In 1965, roughly half of all Catholic families sent their children to Catholic schools. Today, that number is closer to just 15-percent.
The decline has the largest private school system in the world looking for a way to re-invent itself.
Right now, six Catholic schools in Fort Wayne face the threat of closure or consolidation. The Bishop is said to be about a month or so away from a final decision.
The same Bishop has had to close two schools in the South Bend area since 2005.
Today, at Our Lady of Hungary School in South Bend, spirits were high as students prayed before lunch, but enrollments have fluctuated greatly from year to year.
“Constantly, that’s my number one worry, worry about not having enough [students],” said Our Lady of Hungary Principal Clem Wroblewski.
Wroblewski is not only the principal at the modest west-side school, he’s a teacher, the maintenance man, and even a crossing guard.
He knows that this year his entire fourth grade class consists of just 10 students, although enrollment overall has been worse.

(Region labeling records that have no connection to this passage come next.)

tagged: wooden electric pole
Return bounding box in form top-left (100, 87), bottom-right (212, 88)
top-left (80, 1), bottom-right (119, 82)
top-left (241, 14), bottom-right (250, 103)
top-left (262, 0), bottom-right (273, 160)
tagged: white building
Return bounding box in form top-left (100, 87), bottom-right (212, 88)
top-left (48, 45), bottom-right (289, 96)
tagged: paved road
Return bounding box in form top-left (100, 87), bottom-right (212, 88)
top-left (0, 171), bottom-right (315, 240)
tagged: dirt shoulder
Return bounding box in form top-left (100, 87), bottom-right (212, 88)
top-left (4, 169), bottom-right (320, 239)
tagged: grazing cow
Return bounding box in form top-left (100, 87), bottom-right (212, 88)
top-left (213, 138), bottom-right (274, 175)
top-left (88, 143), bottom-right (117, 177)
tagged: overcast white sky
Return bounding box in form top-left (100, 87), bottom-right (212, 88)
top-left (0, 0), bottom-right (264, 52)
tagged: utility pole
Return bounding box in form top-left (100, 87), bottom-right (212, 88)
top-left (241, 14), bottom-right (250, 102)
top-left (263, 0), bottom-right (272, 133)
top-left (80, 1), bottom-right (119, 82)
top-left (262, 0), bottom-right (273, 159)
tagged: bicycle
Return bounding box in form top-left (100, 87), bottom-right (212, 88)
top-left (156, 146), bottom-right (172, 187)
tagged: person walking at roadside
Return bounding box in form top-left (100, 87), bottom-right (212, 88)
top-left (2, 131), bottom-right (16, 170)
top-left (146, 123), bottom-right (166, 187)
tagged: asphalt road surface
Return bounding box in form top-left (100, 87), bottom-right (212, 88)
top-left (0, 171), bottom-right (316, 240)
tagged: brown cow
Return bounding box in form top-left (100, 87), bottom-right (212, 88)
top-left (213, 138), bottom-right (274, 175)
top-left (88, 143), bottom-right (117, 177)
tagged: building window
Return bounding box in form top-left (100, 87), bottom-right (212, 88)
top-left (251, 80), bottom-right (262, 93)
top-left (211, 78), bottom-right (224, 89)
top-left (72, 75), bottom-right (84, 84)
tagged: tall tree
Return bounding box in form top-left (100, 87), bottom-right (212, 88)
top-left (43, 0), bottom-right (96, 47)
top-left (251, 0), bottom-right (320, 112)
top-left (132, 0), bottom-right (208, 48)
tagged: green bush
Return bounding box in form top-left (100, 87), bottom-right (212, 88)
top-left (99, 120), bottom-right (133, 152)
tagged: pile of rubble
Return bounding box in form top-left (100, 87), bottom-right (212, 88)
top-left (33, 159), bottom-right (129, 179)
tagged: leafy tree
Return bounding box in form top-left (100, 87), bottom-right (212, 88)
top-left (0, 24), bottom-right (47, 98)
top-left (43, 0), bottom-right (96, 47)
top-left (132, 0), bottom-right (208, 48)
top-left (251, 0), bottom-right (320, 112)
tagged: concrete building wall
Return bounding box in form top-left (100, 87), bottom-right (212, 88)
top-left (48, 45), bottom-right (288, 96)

"Our enrollment this year is 132,” said Wroblewski, “last year we had 121, the year before, 100, and the year before, we had 80."
It’s a common problem across the nation, and for some the desperate times demand desperate measures.
"I point to, for example, the diocese of Wichita, Kansas. They have adopted a stewardship model, where in the diocese if you have a child who is school aged and wishes to attend the Catholic school, that child attends for free,” said Rev. Timothy R. Scully, C.S.C., with the University of Notre Dame. “The tuition, if you will, is absorbed by this tithing diocesan wide.”
Along those lines, the fight for Catholic school survival has inspired Notre Dame to partner with three inner city schools across the U.S.
"And those schools are intervention models where we attempt to basically take the responsibility of much of the fundraising, leadership of the curriculum, the teacher development, and we focus our energies and our expertise in those areas,” Scully said.
While the times have been tough on Catholic schools, some believe the system may be in the right place, at the right time.
“I do think that whatever you might think about other dimensions of President Obama’s message,” said Rev. Scully, “I think that he brings an emphasis on volunteerism, on rethinking traditional practices on hope, and on education in ways that we haven’t heard in a long time."